Considering that people seeking medical care for pharyngitis in primary care centers are homogeneous on a national level and the DGS guidelines are applied nationally, it is acceptable to generalise our results to the Portuguese reality.
Conclusions
Antibiotic resistance has worsened in recent decades. 15 Thus, it’s imperative that antibiotic prescription only occurs when a bacterial infection is present. Our study showed that RADT use in cases of pharyngitis is easy to implement in a primary care setting in Lisbon and led to a 20.3% reduction in antibiotic prescription. Tonsil hypertrophy, palatal petechiae, and fever were significantly associated with a positive RADT result, and cough was associated with a negative RADT result. This primary care unit, as many others in Portugal, usually does not have access to Streptococcus A RADT, meaning that unless the physician requires swab cultures, the antibiotic prescription is only determined by anamnesis and physical examination. Considering the DGS guidelines, the test should be available in every primary care center and be performed when there is a strong suspicion or doubt of bacterial infection.
Acknowledgments
The authors acknowledge the valuable contribution of the Association for Research and Development of the Faculty of Medicine of the University of Lisbon (AIDFM) and all the doctors and nurses of USF do Parque.
Authors contribution
Conceptualization, RA, LV, DM, CD, and VM; methodology, LV, and VM; formal analysis, RA, LV, DM, CD, RS, and LJ; investigation, RA, LV, DM, and CD; data curation, RS; validation, VM; writing - original draft, RA, LV, DM, LJ, MM, IM, and JO; writing - review and editing, RA, LV, DM, CD, RS, LJ, MM, IM, JO, and VM; visualization, RA; supervision, RA and LV; project administration, RA; funding acquisition, LV, and VM.
Funding
One hundred and forty RADTs were funded by the Association for Research and Development of the Faculty of Medicine of the University of Lisbon (AIDFM).

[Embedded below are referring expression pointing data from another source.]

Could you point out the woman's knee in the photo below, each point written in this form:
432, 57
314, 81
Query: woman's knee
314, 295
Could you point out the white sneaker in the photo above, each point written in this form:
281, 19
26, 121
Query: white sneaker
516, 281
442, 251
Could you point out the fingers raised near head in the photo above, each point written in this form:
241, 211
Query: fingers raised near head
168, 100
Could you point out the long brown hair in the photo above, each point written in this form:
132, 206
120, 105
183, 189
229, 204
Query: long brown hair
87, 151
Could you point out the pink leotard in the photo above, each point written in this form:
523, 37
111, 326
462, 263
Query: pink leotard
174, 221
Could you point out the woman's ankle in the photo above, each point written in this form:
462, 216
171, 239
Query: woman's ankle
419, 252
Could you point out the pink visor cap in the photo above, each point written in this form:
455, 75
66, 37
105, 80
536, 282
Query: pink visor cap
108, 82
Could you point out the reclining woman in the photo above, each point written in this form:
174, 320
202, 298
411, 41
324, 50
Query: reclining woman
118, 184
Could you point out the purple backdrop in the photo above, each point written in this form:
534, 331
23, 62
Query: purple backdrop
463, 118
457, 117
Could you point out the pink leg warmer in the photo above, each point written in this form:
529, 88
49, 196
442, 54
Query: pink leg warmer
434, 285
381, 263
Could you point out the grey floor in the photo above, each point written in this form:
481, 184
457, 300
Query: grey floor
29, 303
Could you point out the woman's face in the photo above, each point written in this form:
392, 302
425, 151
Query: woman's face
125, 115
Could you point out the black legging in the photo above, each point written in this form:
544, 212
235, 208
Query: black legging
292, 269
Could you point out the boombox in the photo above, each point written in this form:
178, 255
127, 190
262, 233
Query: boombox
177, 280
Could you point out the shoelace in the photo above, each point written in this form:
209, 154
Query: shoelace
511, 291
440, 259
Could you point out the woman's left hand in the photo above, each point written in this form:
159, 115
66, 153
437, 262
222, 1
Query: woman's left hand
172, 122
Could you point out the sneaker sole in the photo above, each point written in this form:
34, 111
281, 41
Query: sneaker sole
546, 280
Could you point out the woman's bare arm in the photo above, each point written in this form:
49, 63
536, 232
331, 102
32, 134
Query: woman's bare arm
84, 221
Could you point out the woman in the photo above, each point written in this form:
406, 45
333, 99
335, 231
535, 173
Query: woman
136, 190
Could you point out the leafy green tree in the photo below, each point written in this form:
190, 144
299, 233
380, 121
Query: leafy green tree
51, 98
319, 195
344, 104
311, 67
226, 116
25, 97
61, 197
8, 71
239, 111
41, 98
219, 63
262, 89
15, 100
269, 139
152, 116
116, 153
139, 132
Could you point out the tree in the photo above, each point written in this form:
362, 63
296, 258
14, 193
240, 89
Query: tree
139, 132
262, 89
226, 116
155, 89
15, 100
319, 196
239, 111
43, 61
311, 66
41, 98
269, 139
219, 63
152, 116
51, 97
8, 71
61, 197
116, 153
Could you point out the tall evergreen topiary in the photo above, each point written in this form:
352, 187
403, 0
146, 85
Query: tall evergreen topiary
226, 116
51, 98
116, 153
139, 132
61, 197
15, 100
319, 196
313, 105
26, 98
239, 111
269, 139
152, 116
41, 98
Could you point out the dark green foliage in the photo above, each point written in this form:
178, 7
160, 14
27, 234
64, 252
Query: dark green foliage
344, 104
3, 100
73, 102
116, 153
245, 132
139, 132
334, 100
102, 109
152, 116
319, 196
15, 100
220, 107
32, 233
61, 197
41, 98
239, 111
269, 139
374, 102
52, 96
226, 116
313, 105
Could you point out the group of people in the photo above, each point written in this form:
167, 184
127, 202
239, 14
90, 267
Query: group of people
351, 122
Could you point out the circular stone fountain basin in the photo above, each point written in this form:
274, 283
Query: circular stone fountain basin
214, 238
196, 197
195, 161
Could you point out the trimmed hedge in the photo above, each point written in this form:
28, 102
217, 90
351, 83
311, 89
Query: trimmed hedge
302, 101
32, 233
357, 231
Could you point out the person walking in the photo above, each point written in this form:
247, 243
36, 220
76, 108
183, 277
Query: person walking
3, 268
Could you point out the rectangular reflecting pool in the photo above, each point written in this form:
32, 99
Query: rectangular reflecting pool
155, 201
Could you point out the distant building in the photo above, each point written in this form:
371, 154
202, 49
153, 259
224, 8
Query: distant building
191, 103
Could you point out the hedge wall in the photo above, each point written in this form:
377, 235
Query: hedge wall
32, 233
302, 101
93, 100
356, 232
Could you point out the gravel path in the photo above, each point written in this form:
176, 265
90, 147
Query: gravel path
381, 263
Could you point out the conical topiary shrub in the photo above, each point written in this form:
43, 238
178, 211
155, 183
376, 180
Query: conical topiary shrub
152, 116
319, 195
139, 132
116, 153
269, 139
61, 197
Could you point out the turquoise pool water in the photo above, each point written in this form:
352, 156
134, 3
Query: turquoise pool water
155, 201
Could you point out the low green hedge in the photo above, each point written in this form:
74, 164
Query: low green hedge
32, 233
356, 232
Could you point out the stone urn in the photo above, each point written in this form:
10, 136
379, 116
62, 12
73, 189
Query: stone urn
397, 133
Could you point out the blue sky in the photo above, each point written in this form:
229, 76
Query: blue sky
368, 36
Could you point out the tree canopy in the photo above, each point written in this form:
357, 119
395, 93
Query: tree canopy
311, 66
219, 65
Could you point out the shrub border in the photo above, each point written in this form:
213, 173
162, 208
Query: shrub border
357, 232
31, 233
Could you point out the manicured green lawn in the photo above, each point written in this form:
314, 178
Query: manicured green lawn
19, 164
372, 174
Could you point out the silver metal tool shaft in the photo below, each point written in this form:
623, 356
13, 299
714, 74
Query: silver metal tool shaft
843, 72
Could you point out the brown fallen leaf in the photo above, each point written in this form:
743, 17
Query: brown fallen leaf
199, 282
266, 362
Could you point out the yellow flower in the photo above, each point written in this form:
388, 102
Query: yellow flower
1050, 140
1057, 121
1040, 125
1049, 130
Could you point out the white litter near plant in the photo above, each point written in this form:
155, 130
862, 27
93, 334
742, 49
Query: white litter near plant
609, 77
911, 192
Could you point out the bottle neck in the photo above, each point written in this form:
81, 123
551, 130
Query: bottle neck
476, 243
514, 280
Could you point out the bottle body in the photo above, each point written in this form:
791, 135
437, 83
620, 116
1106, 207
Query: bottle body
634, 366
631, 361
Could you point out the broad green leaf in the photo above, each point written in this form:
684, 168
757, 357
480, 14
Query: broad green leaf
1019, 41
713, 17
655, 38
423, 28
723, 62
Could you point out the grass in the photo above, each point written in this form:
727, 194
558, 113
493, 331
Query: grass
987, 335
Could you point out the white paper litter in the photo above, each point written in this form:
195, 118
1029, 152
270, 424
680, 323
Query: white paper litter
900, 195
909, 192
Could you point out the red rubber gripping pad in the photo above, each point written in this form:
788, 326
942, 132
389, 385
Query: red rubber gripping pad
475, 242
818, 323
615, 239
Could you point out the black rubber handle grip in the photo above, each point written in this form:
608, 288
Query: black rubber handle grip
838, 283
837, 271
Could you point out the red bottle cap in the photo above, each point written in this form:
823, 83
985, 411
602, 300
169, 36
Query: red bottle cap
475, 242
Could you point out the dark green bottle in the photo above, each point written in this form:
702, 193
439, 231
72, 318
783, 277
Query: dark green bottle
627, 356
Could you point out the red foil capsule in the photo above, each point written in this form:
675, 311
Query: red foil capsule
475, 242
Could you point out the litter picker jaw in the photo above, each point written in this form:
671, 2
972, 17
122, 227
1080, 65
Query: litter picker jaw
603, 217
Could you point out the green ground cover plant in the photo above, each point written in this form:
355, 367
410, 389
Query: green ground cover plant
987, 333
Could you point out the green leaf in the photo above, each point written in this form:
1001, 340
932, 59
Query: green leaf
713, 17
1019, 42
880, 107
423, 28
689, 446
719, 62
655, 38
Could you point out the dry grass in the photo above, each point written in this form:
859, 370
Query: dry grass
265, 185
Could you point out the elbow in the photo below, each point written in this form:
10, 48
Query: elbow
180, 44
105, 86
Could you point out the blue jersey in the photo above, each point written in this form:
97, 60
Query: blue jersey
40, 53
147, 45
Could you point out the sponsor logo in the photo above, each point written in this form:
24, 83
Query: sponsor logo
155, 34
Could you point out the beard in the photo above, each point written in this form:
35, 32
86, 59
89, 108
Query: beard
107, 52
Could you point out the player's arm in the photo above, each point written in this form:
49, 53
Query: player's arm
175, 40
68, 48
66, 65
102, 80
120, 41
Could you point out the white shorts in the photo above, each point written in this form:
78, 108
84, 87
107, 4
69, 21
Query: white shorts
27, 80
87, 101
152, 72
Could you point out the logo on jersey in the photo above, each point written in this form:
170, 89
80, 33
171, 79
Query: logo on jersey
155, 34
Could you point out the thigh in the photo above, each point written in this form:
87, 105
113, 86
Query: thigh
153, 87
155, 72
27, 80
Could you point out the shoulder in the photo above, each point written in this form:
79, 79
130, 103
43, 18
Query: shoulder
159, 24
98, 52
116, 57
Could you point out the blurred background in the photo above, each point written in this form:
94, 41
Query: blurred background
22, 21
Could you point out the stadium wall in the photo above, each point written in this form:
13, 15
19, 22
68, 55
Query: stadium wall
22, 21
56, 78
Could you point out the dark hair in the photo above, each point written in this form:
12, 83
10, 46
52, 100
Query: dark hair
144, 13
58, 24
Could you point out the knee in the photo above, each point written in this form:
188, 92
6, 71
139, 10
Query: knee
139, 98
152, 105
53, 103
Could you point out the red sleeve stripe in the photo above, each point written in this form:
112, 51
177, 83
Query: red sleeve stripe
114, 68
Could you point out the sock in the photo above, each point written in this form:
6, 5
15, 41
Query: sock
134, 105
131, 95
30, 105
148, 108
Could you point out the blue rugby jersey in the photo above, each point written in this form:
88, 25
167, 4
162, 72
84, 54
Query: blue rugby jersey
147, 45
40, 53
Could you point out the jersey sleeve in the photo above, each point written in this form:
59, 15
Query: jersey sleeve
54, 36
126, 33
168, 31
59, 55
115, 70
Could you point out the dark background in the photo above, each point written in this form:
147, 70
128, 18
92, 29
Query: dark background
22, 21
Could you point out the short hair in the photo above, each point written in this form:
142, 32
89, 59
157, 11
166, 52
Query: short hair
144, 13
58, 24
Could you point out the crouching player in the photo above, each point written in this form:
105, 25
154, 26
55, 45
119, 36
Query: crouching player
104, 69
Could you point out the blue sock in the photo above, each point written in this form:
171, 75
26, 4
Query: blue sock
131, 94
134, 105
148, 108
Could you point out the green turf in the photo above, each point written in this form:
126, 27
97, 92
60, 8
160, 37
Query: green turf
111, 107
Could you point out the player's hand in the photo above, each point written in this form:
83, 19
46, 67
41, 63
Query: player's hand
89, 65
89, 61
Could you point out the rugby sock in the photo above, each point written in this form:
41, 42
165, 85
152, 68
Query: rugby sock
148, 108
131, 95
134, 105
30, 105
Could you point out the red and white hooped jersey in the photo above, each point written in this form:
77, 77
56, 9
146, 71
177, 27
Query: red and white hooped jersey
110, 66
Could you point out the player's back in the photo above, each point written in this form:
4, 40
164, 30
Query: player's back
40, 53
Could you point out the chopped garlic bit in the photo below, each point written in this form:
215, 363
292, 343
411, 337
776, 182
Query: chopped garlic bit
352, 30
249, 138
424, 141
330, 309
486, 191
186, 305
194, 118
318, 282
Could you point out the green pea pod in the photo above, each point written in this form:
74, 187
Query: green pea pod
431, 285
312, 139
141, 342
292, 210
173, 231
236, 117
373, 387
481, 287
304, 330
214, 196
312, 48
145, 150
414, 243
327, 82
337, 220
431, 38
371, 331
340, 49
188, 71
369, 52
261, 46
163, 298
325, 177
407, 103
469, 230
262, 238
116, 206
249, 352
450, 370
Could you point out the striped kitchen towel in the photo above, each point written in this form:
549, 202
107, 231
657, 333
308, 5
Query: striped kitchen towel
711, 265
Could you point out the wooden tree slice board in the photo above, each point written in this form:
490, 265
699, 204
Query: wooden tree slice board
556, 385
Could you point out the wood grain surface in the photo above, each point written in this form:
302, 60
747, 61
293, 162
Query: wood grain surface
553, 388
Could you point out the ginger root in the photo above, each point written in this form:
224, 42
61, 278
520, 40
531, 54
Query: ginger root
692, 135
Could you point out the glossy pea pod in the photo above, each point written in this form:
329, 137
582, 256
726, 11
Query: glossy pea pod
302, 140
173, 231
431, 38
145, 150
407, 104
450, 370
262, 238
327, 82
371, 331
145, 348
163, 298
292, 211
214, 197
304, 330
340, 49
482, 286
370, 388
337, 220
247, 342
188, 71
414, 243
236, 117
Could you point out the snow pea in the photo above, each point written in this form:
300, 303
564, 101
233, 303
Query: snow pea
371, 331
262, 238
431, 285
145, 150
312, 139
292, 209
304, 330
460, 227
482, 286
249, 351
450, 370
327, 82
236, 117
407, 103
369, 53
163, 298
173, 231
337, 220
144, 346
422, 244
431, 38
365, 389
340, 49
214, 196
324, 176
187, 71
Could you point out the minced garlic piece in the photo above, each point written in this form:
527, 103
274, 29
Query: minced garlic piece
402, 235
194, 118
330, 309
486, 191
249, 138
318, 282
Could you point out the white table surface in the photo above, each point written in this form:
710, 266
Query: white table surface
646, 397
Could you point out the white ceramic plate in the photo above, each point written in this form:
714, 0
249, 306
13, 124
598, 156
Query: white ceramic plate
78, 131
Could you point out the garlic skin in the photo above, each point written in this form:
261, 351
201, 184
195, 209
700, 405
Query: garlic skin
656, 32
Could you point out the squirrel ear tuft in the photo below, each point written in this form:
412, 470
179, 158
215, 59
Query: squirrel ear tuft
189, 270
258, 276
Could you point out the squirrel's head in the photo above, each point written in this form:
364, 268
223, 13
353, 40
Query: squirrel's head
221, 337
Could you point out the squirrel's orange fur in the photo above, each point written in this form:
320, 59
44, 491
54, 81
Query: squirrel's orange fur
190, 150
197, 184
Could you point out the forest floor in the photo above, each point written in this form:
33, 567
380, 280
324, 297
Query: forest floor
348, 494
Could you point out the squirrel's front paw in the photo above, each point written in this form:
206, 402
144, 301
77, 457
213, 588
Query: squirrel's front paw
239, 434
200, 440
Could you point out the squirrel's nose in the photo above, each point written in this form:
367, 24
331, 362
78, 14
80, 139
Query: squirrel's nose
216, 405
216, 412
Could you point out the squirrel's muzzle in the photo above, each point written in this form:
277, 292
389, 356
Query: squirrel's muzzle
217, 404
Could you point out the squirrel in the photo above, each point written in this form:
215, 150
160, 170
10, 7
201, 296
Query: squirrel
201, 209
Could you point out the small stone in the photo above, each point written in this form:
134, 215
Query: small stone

Authors’ Declaration of Contribution
All authors declare to have contributed to the elaboration of the article and agree to be responsible to the accuracy and integrity of this work.
Ethical aspects
This study was approved by the ethics committee (110/CES/INV/2019 of 20 September 2019). The authors declare the protection of persons, that all participants involved in this study have signed informed consent, and that all data are confidential.
This study ended earlier than the expected date due to the implementation of the state of emergency in Portugal, due to the COVID-19 pandemic.